VESİLE VE ŞEFAAT I.....

        Cenab-ı Hakk’ın insanı yaratmasındaki gâye kendini ona tanıtmaktır. İnsanın da gayesi; hem Allah’ın emri olduğu için, hem nimetlere şükür bâbından, hemde bizzat kendi kurtuluşuna giden tek yol olduğu için Allah’a kayıtsız şartsız kul olmaktır.

<VESİLE VE ŞEFAAT I.....

İnsanlık tarihi boyunca gelmiş geçmiş yüzbinlerce peygamber, hesabı rakamlarla ifade edilemeyecek kadar çok sayıda veli ve mürşid, hep insanları Allah’a götürmek ve kul olmalarını sağlamak için çalışmışlardır. Cenâb-ı Hakk âdeti gereği, her fiile bir sebep halk etmiştir. İnsanların irşadı ve hidâyeti için de peygamberlerini ve velilerin vesile kılmıştır.

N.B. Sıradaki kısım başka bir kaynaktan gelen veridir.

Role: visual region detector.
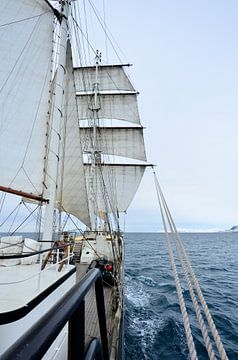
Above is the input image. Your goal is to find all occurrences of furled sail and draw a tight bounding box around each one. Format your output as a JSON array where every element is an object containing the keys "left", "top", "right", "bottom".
[
  {"left": 75, "top": 65, "right": 140, "bottom": 124},
  {"left": 57, "top": 42, "right": 90, "bottom": 226},
  {"left": 0, "top": 0, "right": 53, "bottom": 194},
  {"left": 85, "top": 164, "right": 146, "bottom": 216},
  {"left": 81, "top": 127, "right": 146, "bottom": 161}
]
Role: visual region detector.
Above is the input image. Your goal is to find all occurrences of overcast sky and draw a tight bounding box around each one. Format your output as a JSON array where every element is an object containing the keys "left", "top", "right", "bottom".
[
  {"left": 94, "top": 0, "right": 238, "bottom": 231},
  {"left": 1, "top": 0, "right": 238, "bottom": 232}
]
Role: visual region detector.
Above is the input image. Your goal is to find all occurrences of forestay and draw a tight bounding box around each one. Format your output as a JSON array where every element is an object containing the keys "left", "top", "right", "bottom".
[{"left": 0, "top": 0, "right": 53, "bottom": 194}]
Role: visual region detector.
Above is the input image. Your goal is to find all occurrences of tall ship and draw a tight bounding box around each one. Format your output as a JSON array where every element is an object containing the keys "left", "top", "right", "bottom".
[{"left": 0, "top": 0, "right": 148, "bottom": 360}]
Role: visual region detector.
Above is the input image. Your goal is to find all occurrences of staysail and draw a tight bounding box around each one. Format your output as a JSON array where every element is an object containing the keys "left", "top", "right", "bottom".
[{"left": 0, "top": 0, "right": 53, "bottom": 195}]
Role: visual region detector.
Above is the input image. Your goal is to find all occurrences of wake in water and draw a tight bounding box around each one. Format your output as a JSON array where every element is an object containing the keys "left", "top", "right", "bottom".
[
  {"left": 125, "top": 275, "right": 186, "bottom": 360},
  {"left": 125, "top": 234, "right": 238, "bottom": 360}
]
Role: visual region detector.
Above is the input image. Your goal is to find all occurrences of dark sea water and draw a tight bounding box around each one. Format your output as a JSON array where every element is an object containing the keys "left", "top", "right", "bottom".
[{"left": 125, "top": 233, "right": 238, "bottom": 360}]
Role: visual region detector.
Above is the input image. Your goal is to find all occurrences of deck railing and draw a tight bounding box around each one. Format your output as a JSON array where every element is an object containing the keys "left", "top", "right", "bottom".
[{"left": 1, "top": 269, "right": 109, "bottom": 360}]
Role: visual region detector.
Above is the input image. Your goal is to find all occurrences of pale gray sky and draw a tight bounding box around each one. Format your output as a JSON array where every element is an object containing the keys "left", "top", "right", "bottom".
[
  {"left": 1, "top": 0, "right": 238, "bottom": 231},
  {"left": 95, "top": 0, "right": 238, "bottom": 231}
]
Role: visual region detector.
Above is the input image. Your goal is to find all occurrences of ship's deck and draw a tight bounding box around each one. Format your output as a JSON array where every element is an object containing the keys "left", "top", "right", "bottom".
[{"left": 76, "top": 264, "right": 114, "bottom": 344}]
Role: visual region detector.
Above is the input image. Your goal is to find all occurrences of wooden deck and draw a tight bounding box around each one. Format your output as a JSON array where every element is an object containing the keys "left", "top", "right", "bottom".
[{"left": 77, "top": 264, "right": 114, "bottom": 348}]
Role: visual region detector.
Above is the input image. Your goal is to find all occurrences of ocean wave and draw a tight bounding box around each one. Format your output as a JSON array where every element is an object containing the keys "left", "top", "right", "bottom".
[{"left": 125, "top": 276, "right": 150, "bottom": 308}]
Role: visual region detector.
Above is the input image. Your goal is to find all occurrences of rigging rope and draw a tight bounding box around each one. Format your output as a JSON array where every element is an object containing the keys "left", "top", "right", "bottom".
[{"left": 153, "top": 171, "right": 228, "bottom": 360}]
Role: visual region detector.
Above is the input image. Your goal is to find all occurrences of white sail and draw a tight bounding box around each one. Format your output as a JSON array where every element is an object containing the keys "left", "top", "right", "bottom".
[
  {"left": 85, "top": 164, "right": 146, "bottom": 215},
  {"left": 76, "top": 92, "right": 140, "bottom": 124},
  {"left": 57, "top": 43, "right": 90, "bottom": 226},
  {"left": 74, "top": 65, "right": 135, "bottom": 93},
  {"left": 81, "top": 127, "right": 146, "bottom": 161},
  {"left": 0, "top": 0, "right": 53, "bottom": 194},
  {"left": 75, "top": 65, "right": 140, "bottom": 124}
]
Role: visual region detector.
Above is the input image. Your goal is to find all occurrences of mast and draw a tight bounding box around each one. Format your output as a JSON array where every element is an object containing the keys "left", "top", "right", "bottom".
[
  {"left": 89, "top": 50, "right": 101, "bottom": 231},
  {"left": 43, "top": 1, "right": 70, "bottom": 247}
]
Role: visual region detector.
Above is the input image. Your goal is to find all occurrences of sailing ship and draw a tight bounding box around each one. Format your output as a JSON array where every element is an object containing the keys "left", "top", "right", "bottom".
[{"left": 0, "top": 0, "right": 147, "bottom": 359}]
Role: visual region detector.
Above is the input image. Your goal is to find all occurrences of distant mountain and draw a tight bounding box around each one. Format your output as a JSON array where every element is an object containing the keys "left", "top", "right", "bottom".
[{"left": 228, "top": 225, "right": 238, "bottom": 232}]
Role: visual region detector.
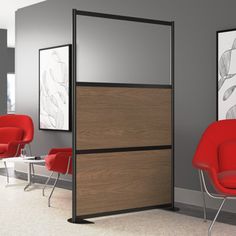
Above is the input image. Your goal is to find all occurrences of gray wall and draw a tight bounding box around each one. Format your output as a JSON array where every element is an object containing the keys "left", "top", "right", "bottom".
[
  {"left": 16, "top": 0, "right": 236, "bottom": 189},
  {"left": 0, "top": 29, "right": 15, "bottom": 115}
]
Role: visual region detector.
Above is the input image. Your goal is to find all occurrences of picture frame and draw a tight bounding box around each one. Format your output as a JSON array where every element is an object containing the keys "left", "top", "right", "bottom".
[
  {"left": 216, "top": 29, "right": 236, "bottom": 120},
  {"left": 39, "top": 44, "right": 72, "bottom": 131}
]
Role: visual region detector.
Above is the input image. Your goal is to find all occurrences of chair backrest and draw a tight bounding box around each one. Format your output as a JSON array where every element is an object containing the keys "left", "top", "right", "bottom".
[
  {"left": 0, "top": 115, "right": 34, "bottom": 143},
  {"left": 193, "top": 119, "right": 236, "bottom": 172}
]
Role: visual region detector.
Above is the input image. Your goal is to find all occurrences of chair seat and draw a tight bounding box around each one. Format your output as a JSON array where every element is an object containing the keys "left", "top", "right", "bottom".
[
  {"left": 218, "top": 170, "right": 236, "bottom": 189},
  {"left": 0, "top": 144, "right": 8, "bottom": 154}
]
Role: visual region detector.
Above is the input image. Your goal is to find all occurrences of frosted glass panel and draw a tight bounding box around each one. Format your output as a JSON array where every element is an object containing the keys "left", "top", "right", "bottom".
[{"left": 77, "top": 16, "right": 171, "bottom": 84}]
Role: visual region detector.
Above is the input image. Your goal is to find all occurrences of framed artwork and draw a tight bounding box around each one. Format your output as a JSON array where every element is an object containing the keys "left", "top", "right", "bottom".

Ancak burada şu noktayı aydınlatmak gerekir; insan Allah’a kul olma yolunda ne kadar çaba sarfederse etsin, emir ve yasakları ne derece hassasiyetle gözetirse gözetsin, onun nihai kurtuluşu Cenâb-ı Hakk’ın rahmetinin tecellisine bağlıdır.

  Hz. Âişe’den yapılan rivâyetlerden birisinde Allah’ın Resûlü (s.a.a.) şöyle buyurmuştur: “Doğruyu arayın, mutedil olun. Şunu da iyi bilin ki, hiçbirinizi kendi ameli Cennet’e koyacak değildir.” “Seni de mi ey Allah Resûlü?” diye sorduklarında; “Beni de; ne var ki Allah beni mağfiret ve rahmetiyle örter” (Ahmed, VI, 125, 273; Buhârî, Rikâk 18, VII, 182 ve Müslim, Sıfatu’l-Münâfikîn, no. 78, s. 2171) buyurdu.

   Allah-u Teâlâ, insanların kurtuluşu için dünyada nasıl nebi ve velileri vesile kılmış ise, mahşerde tahakkuk edecek nihai ve zorlu hesap gününde de yine nebi ve velileri vesile kılmıştır. Lügatte; aracılık yapmak, tavassut etmek, vesile olmak anlamına gelen “şefaat” kelimesi geniş anlamıyla bu tavassut müessesesini ifade etmektedir. Ashab-ı kiramın hayatına bakıldığında, onların tavassut müessesesine ne derece sarıldıkları çok çarpıcı bir şekilde görülmektedir. O kadar ki, sahabe-i kiram sadece tavassut müessesesinin piri olan Resûlullah’ın (s.a.a.) şahs-ı şahanelerini vesile ittihaz etmekle kalmamış, O’nun elbisesinden yırtılan parçayı, vücudundan ayrılan kılı, ağzından çıkan tükürüğü, su içtiği kabı, su içtiğinde arta kalan suyu… dahi irşad, hidâyet ve Cehennem yolunda ilerlemeye vasıta kabul etmişlerdir. İş bu noktada “şefaat” ile “tavassut” arasındaki hassas noktayı tespit etmek, bu ikisi arasındaki içiçeliği ortaya koymak gerekiyor.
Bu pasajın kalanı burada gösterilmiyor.